On James Harrison, the Man with the Golden Arm

By Steel Magnificat

On James Harrison, the Man with the Golden Arm

I don't really care whether someone is conventionally masculine or feminine. But plenty of people do. I get told again and again that there's a masculinity crisis and we need to think about men even if we've got much better things to do. All right then, let's think of what makes a good man.

When I think of a good man, I don't think of masculinity influencers. I don't think of preening men who wax their chests and flex their oily muscles in front of a camera. I do not think of an influencer who dresses like a bad caricature of a pimp and berates his audience all day. I don't think of some guy in a beanie who spreads conspiracy theories and I don't think of some guy in a sweater vest who rants about the Latin Mass. Those men aren't masculine and they're not good. They're just annoying.
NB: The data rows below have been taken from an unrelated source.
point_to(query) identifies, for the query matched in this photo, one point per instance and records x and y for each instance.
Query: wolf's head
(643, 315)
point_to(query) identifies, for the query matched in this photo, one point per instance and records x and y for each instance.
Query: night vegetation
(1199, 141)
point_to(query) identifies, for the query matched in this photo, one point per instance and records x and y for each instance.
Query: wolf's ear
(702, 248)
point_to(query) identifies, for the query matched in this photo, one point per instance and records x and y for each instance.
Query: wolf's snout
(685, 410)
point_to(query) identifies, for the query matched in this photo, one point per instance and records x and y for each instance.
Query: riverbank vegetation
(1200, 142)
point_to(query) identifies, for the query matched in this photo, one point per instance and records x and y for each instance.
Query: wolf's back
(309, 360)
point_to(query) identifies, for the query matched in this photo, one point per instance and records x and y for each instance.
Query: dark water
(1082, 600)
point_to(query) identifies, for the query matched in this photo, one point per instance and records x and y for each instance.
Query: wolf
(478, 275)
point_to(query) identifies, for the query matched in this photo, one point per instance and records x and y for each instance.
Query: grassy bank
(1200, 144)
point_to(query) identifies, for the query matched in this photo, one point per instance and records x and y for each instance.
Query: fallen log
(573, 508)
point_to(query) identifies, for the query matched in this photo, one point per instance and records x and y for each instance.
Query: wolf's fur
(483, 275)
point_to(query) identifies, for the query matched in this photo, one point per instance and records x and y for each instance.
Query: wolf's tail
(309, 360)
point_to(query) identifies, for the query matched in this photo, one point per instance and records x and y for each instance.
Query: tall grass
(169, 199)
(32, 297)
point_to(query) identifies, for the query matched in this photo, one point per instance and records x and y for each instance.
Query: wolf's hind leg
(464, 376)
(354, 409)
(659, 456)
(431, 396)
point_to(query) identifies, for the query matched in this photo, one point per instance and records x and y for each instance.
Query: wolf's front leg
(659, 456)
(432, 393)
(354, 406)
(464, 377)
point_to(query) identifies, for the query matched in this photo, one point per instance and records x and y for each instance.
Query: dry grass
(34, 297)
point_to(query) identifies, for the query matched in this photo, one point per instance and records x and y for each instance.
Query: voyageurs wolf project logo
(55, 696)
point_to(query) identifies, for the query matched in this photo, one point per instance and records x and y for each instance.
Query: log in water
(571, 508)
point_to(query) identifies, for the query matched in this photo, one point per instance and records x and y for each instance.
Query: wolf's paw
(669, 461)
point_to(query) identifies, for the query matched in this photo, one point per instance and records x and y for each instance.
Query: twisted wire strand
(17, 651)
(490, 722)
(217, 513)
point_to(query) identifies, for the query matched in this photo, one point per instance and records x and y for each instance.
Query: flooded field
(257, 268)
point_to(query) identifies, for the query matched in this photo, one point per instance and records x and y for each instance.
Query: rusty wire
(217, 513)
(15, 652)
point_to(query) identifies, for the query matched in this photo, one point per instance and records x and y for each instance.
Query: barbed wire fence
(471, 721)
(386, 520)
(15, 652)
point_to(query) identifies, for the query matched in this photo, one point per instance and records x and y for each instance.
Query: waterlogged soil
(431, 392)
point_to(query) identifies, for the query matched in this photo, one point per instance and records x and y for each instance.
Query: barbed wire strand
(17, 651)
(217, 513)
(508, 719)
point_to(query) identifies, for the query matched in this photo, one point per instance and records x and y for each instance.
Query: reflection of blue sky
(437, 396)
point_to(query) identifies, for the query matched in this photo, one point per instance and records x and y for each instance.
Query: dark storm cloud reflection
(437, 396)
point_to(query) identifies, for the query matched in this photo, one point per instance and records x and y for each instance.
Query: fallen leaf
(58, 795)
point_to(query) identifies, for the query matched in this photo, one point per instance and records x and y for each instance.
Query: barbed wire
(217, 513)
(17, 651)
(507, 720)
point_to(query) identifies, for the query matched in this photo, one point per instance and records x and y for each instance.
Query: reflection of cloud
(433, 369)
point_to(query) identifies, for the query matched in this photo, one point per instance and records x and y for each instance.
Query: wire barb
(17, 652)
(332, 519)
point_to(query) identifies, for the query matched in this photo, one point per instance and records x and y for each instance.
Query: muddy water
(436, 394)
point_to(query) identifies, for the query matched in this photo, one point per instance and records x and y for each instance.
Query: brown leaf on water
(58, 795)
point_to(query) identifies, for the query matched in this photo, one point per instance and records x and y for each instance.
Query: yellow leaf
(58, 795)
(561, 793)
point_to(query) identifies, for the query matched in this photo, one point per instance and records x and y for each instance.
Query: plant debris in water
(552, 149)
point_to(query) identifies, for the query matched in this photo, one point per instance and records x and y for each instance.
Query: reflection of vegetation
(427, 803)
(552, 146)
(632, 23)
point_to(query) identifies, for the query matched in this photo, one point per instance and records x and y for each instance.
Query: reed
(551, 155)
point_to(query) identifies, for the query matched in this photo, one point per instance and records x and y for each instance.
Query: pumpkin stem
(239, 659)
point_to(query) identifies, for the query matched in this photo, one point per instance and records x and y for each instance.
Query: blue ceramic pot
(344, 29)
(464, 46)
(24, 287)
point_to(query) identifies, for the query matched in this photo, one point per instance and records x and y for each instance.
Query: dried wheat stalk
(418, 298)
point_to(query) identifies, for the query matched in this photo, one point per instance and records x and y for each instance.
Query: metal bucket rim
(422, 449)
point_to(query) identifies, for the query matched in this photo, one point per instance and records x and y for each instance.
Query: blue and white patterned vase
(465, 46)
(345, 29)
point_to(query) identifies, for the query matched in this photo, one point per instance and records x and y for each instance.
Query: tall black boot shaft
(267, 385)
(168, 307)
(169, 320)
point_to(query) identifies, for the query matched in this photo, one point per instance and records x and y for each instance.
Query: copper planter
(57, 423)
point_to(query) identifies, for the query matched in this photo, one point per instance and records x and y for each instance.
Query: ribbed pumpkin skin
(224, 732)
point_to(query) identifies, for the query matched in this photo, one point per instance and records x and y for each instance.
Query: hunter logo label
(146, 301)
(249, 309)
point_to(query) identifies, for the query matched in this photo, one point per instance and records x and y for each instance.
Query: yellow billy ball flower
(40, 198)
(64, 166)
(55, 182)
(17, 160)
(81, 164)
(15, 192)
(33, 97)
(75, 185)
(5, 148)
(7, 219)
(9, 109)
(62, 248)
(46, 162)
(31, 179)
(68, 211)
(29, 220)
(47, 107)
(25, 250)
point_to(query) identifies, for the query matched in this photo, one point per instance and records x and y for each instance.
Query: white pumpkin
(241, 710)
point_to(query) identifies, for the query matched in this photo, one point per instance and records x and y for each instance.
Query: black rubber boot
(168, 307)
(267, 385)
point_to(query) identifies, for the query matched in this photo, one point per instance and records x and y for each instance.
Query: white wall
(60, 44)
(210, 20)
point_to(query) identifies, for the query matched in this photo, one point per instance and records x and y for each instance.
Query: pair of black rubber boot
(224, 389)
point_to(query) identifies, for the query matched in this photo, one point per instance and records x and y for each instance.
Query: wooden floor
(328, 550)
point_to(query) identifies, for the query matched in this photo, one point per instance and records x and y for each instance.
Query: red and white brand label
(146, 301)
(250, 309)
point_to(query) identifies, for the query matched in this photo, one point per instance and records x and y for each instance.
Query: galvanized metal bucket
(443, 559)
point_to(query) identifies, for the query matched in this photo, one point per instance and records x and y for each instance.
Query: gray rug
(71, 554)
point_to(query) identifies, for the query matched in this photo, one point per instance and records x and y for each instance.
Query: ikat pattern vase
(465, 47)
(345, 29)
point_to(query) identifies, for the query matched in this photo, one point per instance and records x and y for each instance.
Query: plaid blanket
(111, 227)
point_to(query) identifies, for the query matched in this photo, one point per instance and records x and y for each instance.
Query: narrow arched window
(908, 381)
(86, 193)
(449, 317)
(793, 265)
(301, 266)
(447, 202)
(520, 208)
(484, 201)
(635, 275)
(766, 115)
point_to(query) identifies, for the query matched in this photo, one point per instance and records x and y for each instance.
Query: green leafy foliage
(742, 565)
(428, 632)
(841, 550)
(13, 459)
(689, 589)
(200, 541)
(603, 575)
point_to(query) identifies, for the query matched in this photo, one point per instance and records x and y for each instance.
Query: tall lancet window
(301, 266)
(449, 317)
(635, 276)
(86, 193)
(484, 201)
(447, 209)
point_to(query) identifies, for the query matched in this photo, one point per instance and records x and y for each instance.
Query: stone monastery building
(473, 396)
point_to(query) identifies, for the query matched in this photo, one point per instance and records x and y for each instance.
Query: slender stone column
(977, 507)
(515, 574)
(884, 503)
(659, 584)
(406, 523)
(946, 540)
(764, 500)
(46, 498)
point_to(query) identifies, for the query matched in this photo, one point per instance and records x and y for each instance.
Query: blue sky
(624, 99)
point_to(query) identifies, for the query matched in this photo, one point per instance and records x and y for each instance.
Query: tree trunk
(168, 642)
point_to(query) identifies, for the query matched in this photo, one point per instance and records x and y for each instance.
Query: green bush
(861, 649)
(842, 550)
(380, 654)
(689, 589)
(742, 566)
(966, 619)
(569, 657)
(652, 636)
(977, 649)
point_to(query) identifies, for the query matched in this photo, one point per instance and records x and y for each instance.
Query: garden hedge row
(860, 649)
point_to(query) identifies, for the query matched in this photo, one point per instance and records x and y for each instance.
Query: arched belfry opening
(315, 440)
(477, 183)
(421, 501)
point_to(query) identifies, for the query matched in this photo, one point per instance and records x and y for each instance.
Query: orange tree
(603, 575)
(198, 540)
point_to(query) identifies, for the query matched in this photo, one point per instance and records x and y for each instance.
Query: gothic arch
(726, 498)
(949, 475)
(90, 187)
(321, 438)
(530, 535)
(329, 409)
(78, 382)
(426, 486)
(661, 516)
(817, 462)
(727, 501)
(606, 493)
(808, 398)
When I think of a good man, I tend to think of a soft-spoken husband in flannel who chops the wood for his wife and fills up the stove before going out early to hunt a white-tailed deer for the freezer. If some professional masculinity influencers had to figure out how to do that, their wives would freeze to death before they had a chance to starve.

I think of a fireman who rescues six people from a burning house and doesn't forget to pick up the kitten as well as he's fleeing the building.

I think of a dad helping his daughter learn to throw a softball, and then cheering the loudest for her at her softball game.

Maybe a pastor who is a leader in his old church community in a bad part of downtown, mentoring the children nobody cares about and visiting the elderly parishioners at the nursing home, organizing food drives, not letting anyone give up hope.

Those would be some examples of a good strong man, if you care about that sort of thing.

That got your attention, didn't it? Well it's true. I know of a man who saved literal millions of children over the course of his life.

His name is James Harrison, and he passed away two weeks ago at the age of 88.

Mr. Harrison lived in Australia with his wife, a daughter, and two grandkids. He was inspired to start donating blood as a teenager, when he needed a major surgery that required a lot of donor blood. When he started giving blood, it was discovered that he happens to have a rare antibody called Anti-D. Anti-D can be used to make a medication for pregnant women with a complication that causes their immune system to attack the unborn baby's blood cells. Before the development of the medication, about half of the babies with this complication died in the womb or as newborns; with treatment, the survival rate is well over 90%.

Harrison made it his life's work to donate as much blood as he could to save babies. He donated plasma more than once a month for 63 years, a total of 1,173 times, and only stopped because Australia has a law against people over the age of 81 donating blood.

Harrison's blood donations were used to make medicines that are credited for saving the lives of more than two million babies, including his own grandchildren. He has been dubbed "the man with the golden arm." He held the world record for the most blood ever donated in 2005. In 1999, he was awarded the Medal for the Order of Australia. He died peacefully in his sleep on February 17th, at the age of eighty-eight.

A good man is not a showoff. A good man, a good person, is somebody who takes whatever they happen to have- whether it's a skill, a talent or an antibody- and uses it to help as many people as he can.

What a great example to think about at the beginning of Lent: a man generously using his blood to save a multitude of people.

Let's all do what we can to be good men and women this Lent.